Week of DOOOOOOOOM
05 Apr 2013Wednesday: A very important fileserver panicked and rebooted, apropos of nothing. I can't figure out why.
Thursday: Around 1.30am, a disk array at $WORK noticed one of its driveswas likely to fail shortly. It got very excited and sent me one hundred and fifty (150) (not exaggerating) text messages. When I got to work I failed the drive, put the spare into the array, the array started rebuilding, and I called Dell about 10am to arrange for a replacement to be sent out the next day (that is, Friday -- today).
When the rebuild was done it complained that another drive was likely to fail shortly. I contacted Dell and was told that the complaint about the second drive was a) misguided (it wasn't really failing) and b) really meant that the array (that is, /share/networkscratch) was likely to fail entirely. They called this a punctured stripe and there are more than a few complaints about this terminology.

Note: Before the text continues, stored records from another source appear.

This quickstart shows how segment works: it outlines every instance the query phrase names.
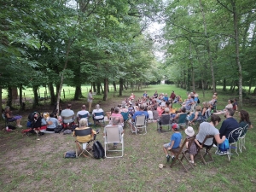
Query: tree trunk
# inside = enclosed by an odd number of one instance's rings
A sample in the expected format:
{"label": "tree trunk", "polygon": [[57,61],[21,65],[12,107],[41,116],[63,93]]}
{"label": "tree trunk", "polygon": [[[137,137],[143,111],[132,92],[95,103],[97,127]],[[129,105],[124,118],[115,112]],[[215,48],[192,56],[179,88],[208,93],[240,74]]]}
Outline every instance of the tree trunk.
{"label": "tree trunk", "polygon": [[124,79],[122,78],[119,79],[119,96],[123,96],[123,84]]}
{"label": "tree trunk", "polygon": [[104,95],[103,101],[108,101],[108,79],[104,79]]}
{"label": "tree trunk", "polygon": [[34,94],[34,101],[33,101],[33,108],[35,108],[36,106],[39,105],[39,102],[38,102],[38,85],[34,85],[32,87],[33,90],[33,94]]}
{"label": "tree trunk", "polygon": [[209,56],[209,62],[210,62],[210,66],[211,66],[212,89],[213,89],[213,92],[216,92],[214,69],[213,69],[213,63],[212,63],[212,55],[211,55],[210,41],[209,41],[209,37],[207,34],[207,21],[206,21],[206,18],[205,18],[204,9],[201,4],[201,0],[200,0],[200,6],[201,8],[201,14],[202,14],[202,17],[203,17],[203,25],[204,25],[204,29],[205,29],[205,36],[207,38],[207,53],[208,53],[208,56]]}
{"label": "tree trunk", "polygon": [[101,83],[96,82],[96,88],[97,88],[97,95],[101,95]]}

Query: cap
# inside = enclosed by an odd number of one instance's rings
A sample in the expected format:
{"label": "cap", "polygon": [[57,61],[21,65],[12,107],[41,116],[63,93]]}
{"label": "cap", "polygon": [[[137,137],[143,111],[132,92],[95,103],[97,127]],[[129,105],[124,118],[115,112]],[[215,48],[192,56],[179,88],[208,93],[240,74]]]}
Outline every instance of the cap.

Anyhow. The only solution was to back up the data, delete the array, recreate it and restore from backup. "Everybody out of the pool!"

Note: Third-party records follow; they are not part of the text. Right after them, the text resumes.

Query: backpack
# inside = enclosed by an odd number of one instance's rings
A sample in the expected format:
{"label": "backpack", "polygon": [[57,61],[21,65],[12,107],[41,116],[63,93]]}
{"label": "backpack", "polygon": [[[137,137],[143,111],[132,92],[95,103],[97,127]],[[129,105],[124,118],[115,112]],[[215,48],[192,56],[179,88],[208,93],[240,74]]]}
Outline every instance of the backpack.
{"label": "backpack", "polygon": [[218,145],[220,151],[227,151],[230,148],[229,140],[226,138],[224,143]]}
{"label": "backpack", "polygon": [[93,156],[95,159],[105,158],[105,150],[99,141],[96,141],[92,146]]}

About 6pm last night the process was finally done, but the array still complained that the drive was going to fail soon. I contacted Dell again, and after looking at the array they decided that the second drive really was failing after all -- in fact, it had probably failed first, the array had been compensating for it all this time, and its problem only became evident when the other drive failed. A second replacement drive is due to arrive Monday; it was too late by this time to have it arrive today.

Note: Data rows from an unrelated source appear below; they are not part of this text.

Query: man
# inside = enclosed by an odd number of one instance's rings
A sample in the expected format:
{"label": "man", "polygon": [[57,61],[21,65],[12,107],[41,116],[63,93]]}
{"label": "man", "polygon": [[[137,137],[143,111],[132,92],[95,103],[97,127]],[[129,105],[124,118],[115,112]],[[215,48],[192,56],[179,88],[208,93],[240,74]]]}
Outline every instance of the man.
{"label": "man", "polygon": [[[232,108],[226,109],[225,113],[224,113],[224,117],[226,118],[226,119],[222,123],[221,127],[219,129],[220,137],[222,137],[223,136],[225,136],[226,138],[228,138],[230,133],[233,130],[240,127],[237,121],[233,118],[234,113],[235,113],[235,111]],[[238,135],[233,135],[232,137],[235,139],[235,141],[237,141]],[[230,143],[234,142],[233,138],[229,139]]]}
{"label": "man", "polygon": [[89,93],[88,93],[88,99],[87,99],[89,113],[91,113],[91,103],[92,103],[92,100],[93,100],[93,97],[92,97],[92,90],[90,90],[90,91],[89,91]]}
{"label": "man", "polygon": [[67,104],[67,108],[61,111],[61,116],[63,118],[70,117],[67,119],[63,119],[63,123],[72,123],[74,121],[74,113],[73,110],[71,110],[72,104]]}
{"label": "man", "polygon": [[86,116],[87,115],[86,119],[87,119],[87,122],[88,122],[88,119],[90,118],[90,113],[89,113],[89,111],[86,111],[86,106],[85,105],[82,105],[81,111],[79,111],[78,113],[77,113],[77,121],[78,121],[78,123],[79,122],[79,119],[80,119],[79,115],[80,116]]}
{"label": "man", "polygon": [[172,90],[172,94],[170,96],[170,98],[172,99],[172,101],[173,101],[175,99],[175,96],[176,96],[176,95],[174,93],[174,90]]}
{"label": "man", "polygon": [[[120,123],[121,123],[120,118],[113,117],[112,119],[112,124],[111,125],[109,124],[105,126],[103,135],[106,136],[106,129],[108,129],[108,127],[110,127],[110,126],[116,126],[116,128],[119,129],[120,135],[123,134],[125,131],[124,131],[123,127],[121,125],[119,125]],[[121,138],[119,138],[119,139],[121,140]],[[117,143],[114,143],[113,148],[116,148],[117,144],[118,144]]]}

I brought up the server, restored the 2am backup to some spare space, and went home; this was about 9.15pm.
Friday: a long-running (ie, monthlong) rsync process decided to suck up all the memory on our webserver. It had to be forcibly rebooted.
And now I want a beer.
2 Comments
From: Jason Ross
6 April 2013 03:49:48
Your Thursday is why we now pay for 4 hour parts for our storage systems. Cause when a Late Friday failure becomes a Tuesday delivery and you lose a second drive in the rebuild, you very quickly get to bad things and your Luns go offline and your DB doesn't like it when it's disk is yanked out from under it. It really just leads to a bad week.
From: Jason Ross
6 April 2013 03:53:08
And that is why we have 4 hour parts on our dell storage arrays. When a rebuilt takes a second drive down. I really don't want to wait on NBD parts. Cause the dreaded third drive failure that causes your Luns to be marked offline and yanks the storage out from user your DB isn't pretty. That makes for a very long day.